Als we naar de afbeelding hierboven kijken, openen we een klein maar zeer belangrijk haakje over de energiebrandstoffen van het lichaam. Zoals te zien is in de figuur, bedragen intramusculaire suikers onder normale omstandigheden ongeveer 300-500 gram, waaraan ongeveer 100-150 gram lever wordt toegevoegd en de kleine hoeveelheid glucose die in het bloed circuleert, waar het op een redelijk constant niveau wordt gehouden ( Glykemie. Een andere zeer belangrijke brandstof wordt geleverd door vetten, die in zeer grote hoeveelheden in het vetweefsel en in mindere mate in de spiervezels zijn verpakt. De afbeelding toont niet de derde brandstof van het organisme, vooral gebruikt bij de reservewaarschuwing lampje gaat aan suikers, we hebben het over spieraminozuren en de aminozuurpool die in het bloed aanwezig is.
Op dit punt, voordat we het hebben over de ideale hartslag voor gewichtsverlies, is het essentieel om twee belangrijke concepten te illustreren:
koolhydraten, ook wel koolhydraten of suikers genoemd, zijn de meest effectieve brandstof die de menselijke machine tot maximale prestatieniveaus kan brengen;
Bij gelijk gewicht leveren lipiden in absolute termen meer energie dan suikers (9 Kcal / g tegen 4 voor koolhydraten), maar niet in relatieve termen, want hoe groter de hoeveelheid zuurstof die nodig is om deze energie op te wekken. Hieruit volgt dat de lipide brandstof lagere prestatieniveaus produceert dan die kunnen worden gegenereerd met het gebruik van suikers.

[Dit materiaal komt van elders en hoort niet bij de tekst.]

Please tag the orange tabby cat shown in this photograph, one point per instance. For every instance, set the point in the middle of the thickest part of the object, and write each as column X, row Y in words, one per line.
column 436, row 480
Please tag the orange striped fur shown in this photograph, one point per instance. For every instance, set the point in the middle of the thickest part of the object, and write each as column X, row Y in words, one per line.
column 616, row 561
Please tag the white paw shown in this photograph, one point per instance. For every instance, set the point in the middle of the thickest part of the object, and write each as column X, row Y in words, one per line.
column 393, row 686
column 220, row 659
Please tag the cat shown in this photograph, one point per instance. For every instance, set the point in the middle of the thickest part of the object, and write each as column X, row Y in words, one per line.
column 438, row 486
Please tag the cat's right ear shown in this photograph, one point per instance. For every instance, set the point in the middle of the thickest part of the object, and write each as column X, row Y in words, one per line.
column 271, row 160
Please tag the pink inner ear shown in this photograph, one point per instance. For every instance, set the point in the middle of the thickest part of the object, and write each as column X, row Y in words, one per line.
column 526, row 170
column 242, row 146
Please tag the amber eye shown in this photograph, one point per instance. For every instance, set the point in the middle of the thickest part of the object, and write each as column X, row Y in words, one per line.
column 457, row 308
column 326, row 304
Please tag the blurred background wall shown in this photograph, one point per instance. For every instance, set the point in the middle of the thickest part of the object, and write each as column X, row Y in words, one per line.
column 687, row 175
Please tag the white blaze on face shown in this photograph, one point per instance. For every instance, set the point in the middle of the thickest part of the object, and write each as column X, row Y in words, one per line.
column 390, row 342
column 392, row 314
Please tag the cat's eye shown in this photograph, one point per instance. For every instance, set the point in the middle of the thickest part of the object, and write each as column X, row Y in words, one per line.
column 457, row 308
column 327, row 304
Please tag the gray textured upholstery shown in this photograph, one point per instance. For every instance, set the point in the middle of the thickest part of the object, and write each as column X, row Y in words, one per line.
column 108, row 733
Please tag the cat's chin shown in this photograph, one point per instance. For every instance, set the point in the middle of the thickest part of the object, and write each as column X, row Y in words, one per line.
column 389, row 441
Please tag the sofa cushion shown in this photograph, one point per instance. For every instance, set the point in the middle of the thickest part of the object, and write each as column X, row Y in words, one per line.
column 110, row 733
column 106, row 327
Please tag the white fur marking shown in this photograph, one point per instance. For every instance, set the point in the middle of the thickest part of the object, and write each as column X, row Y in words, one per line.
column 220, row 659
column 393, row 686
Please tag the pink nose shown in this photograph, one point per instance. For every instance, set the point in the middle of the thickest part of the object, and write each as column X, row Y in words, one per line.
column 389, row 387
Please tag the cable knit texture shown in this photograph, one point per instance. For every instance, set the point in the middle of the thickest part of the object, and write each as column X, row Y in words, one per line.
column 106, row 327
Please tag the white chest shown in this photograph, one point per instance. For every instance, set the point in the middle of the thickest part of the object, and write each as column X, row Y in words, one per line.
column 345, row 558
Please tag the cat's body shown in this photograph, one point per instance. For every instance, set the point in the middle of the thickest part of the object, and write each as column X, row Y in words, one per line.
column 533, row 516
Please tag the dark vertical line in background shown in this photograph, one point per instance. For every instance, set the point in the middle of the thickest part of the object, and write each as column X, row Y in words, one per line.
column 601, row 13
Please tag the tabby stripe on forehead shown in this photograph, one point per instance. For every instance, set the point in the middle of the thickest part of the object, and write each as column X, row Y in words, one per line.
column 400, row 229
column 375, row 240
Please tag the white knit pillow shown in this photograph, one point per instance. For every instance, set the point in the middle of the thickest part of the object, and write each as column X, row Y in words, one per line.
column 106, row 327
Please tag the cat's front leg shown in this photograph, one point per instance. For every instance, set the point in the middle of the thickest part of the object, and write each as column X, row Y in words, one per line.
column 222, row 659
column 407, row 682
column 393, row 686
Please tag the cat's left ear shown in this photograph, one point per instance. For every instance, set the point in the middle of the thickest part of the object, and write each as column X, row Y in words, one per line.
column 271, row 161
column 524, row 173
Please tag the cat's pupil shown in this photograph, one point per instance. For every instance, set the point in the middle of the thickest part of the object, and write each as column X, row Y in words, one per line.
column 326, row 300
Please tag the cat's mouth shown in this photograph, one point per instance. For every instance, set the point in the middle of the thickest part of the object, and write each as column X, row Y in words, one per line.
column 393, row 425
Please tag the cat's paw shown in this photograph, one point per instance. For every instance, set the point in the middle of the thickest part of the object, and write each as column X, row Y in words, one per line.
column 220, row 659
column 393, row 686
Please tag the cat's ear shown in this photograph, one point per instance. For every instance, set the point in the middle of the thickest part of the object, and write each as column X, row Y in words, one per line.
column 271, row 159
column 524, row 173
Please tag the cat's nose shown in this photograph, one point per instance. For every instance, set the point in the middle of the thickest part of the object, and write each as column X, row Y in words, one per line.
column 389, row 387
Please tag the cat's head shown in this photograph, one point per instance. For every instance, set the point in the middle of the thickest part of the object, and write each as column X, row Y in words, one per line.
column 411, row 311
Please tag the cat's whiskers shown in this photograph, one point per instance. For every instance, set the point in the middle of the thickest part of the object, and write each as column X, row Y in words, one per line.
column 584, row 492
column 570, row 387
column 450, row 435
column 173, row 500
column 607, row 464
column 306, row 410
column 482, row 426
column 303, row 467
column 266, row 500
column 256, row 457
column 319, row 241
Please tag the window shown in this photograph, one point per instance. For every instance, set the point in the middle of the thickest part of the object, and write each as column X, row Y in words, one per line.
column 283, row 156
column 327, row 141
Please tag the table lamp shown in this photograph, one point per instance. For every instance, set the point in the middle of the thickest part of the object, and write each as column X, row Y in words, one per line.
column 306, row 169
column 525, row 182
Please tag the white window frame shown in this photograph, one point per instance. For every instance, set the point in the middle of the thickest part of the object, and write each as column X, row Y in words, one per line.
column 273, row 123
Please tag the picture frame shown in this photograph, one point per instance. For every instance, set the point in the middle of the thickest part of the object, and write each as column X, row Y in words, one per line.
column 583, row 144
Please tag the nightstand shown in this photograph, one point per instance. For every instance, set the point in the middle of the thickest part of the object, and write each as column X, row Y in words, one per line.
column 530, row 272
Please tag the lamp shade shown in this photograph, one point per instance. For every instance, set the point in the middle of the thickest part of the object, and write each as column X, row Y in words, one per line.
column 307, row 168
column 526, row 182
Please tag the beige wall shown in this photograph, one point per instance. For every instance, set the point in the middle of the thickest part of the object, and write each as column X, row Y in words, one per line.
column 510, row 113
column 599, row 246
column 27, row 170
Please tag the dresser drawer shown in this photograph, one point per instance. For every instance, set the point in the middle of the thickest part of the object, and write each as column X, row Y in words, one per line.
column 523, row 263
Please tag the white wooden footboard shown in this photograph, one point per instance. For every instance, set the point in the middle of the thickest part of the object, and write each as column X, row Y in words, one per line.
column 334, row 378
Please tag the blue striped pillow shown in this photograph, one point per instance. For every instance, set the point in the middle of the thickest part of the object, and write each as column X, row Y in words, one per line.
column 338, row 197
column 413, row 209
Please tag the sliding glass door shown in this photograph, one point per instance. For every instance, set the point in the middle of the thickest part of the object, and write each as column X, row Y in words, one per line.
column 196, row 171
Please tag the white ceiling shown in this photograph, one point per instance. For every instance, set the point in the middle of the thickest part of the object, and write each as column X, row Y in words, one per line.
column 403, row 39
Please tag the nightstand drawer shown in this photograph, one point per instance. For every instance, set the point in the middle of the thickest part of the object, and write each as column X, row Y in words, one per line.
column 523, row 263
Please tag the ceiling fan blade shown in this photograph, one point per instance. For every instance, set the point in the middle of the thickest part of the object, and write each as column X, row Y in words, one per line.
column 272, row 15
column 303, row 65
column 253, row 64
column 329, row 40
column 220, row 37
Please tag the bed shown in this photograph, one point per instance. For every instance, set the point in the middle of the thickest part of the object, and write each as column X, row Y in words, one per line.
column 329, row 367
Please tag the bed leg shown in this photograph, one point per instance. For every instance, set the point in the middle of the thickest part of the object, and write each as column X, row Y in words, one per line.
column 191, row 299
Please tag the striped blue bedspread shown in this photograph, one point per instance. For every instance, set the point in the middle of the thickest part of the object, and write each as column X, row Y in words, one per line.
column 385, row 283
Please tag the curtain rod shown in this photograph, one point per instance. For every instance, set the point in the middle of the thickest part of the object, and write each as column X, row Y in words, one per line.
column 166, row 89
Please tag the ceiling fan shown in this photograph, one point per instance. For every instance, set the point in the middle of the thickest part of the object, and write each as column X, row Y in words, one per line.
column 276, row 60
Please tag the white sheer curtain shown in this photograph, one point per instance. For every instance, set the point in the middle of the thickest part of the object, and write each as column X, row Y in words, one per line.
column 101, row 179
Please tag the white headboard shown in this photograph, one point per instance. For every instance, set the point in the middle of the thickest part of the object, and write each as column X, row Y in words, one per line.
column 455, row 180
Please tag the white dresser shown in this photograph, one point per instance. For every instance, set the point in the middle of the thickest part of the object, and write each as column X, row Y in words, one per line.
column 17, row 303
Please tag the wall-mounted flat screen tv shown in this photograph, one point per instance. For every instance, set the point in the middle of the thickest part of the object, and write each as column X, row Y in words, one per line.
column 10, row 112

De beperkende factor voor het verbruik van lipiden voor energiedoeleinden wordt dan ook gegeven door de beschikbaarheid van zuurstof ter hoogte van de individuele spiervezels; hoe meer energie er nodig is voor de inspanning, hoe meer zuurstof er wordt verbruikt. Maar waar hangt de hoeveelheid zuurstof die door de spieren kan worden gebruikt van af? De belangrijkste beperking bevindt zich niet op het pulmonale niveau, maar op het perifere niveau; dit betekent dat grotere longen of grotere luchtwegen geen grote prestatieverbeteringen garanderen. Integendeel, de plasmaconcentratie van rode bloedcellen en hemoglobine hebben een significante invloed op de prestaties, en op spierniveau de dichtheid van het capillaire bed, de vezelsamenstelling (wit en rood), evenals het aantal, de grootte en de efficiëntie van enzymen die energie katalyseren Hoe efficiënter deze systemen zijn en hoe groter het percentage lipiden dat wordt verbrand tijdens intensieve inspanningen, de suikers zijn in feite beperkt, dus het lichaam probeert ze op te slaan door voornamelijk vetten te gebruiken.
Uit het bovenstaande kan gemakkelijk worden afgeleid dat:
hoe hoger de intensiteit van de inspanning, des te groter wordt de procentuele bijdrage van de brandstof aan de suikers. Omgekeerd, om de beperkte reserves van deze voedingsstoffen niet aan te vallen, verbrandt het lichaam bij de minste inspanning voornamelijk vet.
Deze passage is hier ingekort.